The most common problem arising from class division is that of varied speeds of development, and resources similar to KA ought to also be considered in the battle to deal with this. “One of the well known strengths of the Finnish education system is that it promotes equal opportunities for all learners,” Kangasniemi continues. “For some learners this means more individualised exercises and for others additional tutoring.”
It is inevitable that, within a group of twenty or so pupils, a handful of slower achieving individuals will manifest and prove a challenging balancing act for the teacher.
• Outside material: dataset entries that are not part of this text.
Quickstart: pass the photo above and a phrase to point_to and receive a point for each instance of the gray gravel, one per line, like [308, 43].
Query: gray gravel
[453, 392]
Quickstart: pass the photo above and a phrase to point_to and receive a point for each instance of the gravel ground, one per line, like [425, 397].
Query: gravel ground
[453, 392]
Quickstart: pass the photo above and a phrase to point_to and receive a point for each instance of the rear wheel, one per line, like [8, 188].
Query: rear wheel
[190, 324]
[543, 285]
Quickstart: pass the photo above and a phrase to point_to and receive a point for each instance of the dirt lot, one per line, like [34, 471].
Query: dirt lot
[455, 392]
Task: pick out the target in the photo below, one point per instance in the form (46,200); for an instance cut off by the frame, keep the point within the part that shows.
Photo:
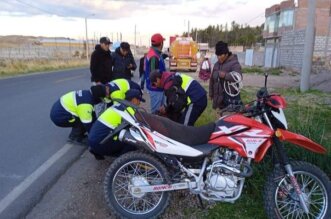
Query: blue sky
(169,17)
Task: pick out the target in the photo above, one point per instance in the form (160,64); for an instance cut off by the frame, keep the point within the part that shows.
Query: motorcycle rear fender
(300,140)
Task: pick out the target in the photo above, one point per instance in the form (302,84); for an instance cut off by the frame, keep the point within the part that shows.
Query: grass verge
(260,70)
(17,67)
(308,114)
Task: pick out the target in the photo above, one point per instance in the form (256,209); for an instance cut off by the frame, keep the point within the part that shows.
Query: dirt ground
(79,192)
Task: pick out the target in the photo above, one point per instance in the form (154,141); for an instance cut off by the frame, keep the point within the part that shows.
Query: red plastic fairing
(262,150)
(301,141)
(242,120)
(229,142)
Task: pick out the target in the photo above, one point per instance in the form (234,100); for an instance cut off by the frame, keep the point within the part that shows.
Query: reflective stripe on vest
(111,118)
(187,80)
(123,86)
(68,101)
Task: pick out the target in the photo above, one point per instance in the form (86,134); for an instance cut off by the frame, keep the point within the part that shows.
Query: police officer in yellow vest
(117,90)
(75,109)
(106,123)
(185,96)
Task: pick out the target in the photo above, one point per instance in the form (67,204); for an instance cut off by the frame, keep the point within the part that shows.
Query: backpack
(176,99)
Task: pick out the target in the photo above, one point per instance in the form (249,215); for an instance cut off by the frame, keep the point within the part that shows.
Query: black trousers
(193,111)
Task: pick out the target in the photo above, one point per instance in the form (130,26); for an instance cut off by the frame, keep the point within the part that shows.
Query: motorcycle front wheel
(136,169)
(281,200)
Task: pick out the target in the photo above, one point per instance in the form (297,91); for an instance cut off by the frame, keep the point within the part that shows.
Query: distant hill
(12,41)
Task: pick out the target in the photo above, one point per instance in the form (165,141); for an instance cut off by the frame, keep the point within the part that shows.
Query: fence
(60,52)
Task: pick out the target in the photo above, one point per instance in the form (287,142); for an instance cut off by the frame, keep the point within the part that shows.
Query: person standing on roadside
(101,62)
(226,79)
(154,61)
(123,62)
(142,72)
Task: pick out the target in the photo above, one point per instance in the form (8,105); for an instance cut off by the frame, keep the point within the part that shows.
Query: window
(286,18)
(271,23)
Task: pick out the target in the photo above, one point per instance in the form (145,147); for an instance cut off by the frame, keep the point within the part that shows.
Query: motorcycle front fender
(300,140)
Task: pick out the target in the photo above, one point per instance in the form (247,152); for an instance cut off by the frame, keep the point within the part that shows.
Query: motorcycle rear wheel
(281,200)
(136,168)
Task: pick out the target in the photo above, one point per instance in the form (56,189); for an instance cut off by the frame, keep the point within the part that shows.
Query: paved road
(34,152)
(28,137)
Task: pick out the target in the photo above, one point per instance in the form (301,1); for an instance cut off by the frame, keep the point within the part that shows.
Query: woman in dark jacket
(227,63)
(101,59)
(123,62)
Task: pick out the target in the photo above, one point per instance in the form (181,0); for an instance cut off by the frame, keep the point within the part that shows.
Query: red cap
(157,38)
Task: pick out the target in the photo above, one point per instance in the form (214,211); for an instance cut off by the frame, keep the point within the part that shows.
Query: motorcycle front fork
(284,161)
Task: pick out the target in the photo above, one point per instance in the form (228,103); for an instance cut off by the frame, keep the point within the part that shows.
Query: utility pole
(308,47)
(135,39)
(87,44)
(188,28)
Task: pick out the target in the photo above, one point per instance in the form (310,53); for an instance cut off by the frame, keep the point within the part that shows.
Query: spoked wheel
(281,200)
(136,169)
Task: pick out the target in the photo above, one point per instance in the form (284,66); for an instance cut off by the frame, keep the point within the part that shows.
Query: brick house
(284,33)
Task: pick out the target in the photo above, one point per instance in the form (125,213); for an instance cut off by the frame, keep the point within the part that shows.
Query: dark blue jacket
(153,61)
(120,65)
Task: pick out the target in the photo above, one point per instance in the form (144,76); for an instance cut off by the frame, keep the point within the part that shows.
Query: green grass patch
(16,67)
(308,114)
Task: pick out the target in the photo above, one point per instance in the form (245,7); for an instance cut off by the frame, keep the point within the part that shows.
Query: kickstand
(201,203)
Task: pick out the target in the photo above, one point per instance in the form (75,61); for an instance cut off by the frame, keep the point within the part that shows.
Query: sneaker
(97,156)
(83,141)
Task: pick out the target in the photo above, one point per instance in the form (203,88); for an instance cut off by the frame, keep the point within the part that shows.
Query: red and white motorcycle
(213,162)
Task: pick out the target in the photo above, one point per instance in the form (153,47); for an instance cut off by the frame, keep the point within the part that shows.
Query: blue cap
(134,93)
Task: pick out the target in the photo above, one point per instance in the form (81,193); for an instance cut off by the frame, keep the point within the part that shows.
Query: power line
(35,7)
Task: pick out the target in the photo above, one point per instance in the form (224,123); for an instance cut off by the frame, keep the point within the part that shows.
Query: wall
(291,49)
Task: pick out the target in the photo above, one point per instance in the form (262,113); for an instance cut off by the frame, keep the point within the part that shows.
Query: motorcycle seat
(188,135)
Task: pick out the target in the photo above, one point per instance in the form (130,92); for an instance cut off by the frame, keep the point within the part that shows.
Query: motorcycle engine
(223,186)
(221,181)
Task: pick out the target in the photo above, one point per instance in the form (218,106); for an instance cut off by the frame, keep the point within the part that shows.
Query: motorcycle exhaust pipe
(133,138)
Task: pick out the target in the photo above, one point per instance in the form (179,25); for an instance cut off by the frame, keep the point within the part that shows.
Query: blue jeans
(157,100)
(142,82)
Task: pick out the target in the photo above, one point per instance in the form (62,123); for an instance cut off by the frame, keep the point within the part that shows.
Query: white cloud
(66,18)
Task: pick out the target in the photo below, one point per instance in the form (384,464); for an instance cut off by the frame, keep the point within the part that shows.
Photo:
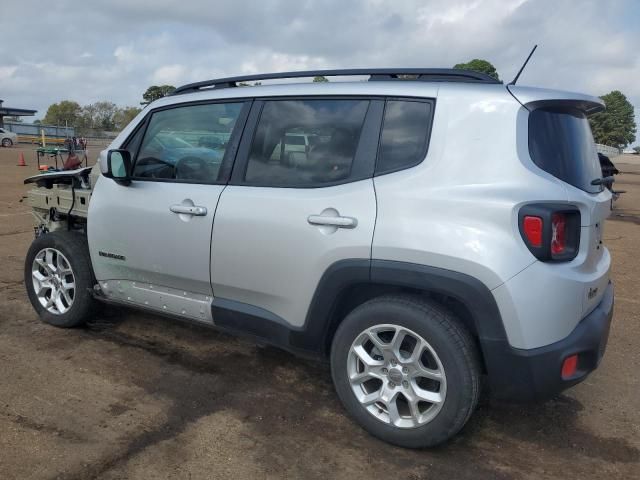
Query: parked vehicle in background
(432,234)
(7,139)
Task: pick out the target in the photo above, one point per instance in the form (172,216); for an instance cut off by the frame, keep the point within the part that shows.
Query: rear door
(290,213)
(150,241)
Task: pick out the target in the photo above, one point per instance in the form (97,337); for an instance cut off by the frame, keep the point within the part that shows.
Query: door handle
(194,210)
(339,222)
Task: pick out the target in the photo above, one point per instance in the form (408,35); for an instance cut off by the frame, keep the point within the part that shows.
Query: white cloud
(590,46)
(169,74)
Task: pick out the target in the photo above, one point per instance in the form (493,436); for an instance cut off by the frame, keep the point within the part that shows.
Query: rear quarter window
(561,143)
(405,134)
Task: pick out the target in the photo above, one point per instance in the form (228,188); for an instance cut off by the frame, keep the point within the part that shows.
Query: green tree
(64,113)
(123,116)
(616,126)
(155,92)
(98,115)
(479,65)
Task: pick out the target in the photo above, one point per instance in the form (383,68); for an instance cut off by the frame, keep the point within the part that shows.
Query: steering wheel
(190,168)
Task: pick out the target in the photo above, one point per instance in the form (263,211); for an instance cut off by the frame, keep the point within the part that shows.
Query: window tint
(560,143)
(187,143)
(404,134)
(279,154)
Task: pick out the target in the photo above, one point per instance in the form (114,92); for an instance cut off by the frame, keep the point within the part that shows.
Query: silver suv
(439,230)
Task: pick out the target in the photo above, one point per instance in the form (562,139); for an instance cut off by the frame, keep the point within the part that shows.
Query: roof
(374,74)
(16,112)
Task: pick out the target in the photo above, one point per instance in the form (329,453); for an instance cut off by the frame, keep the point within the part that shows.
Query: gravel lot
(138,396)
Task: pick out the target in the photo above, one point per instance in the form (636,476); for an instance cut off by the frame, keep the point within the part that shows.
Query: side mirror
(119,166)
With use of the relevant level KA videos the needs of these individuals can be successfully catered for alongside the more advanced learners, potentially taking away the embarrassment for slower developers, which in some cases leads to an unhealthy resistance to education.
This pause and rewind format would benefit pupils at many development stages and KA encourages teachers to integrate the online lessons into their methods by empowering them to keep track of their students’ progress on the site. With this in mind, should teachers be adopting this process and making their own lessons available to their students online, as well as in the classroom?
Since the mid-1990s the use of information and communication technologies has been promoted in education in Finland. According to Kangasniemi, the idea that teachers could enrich lessons in this way is already a reality in some Finnish schools, with many schools using different learning platforms to extend their classes into the virtual world and promote collaboration between the learners. “Schools just need to have to have a strong motivation to do so,” he adds.
The teachers’ perspective
|Khan Academy by numbers
• Received the 2009 Microsoft
Tech Award for education.
• Hosts over 2,600 video lectures.
• 207 practice exercises available.
• 100 to 200 thousand
videos watched per day.
• Over 70 million lessons given
With some teachers seeing results from the practice of this technology already, there is a strong argument for its integration, but, nevertheless, conflicting issues are still arising. As teacher Angie Hämäläinen points out, while KA’s lessons are “clear and easy to follow, I don’t think they would be of help to someone having trouble with the underlying concepts.”
Many teachers would agree that the videos are not engaging enough to stimulate pupils into wanting more. “The main challenge for a teacher is to motivate the pupils,” observes professor Lauri Savioja. “To be really useful, the problems related to pupil motivation should be solved first.” Savioja goes on to raise the most obvious, yet most overlooked, issue: “From a Finnish point-of-view the main problem with Khan is the language,” rendering it inaccessible to those not fluent in English.
Though, regardless of the many arguments for and against the use of Khan Academy and other online learning portals, Kangasniemi offers some necessary perspective on the matter: “If it is helpful for learning, why not use it?”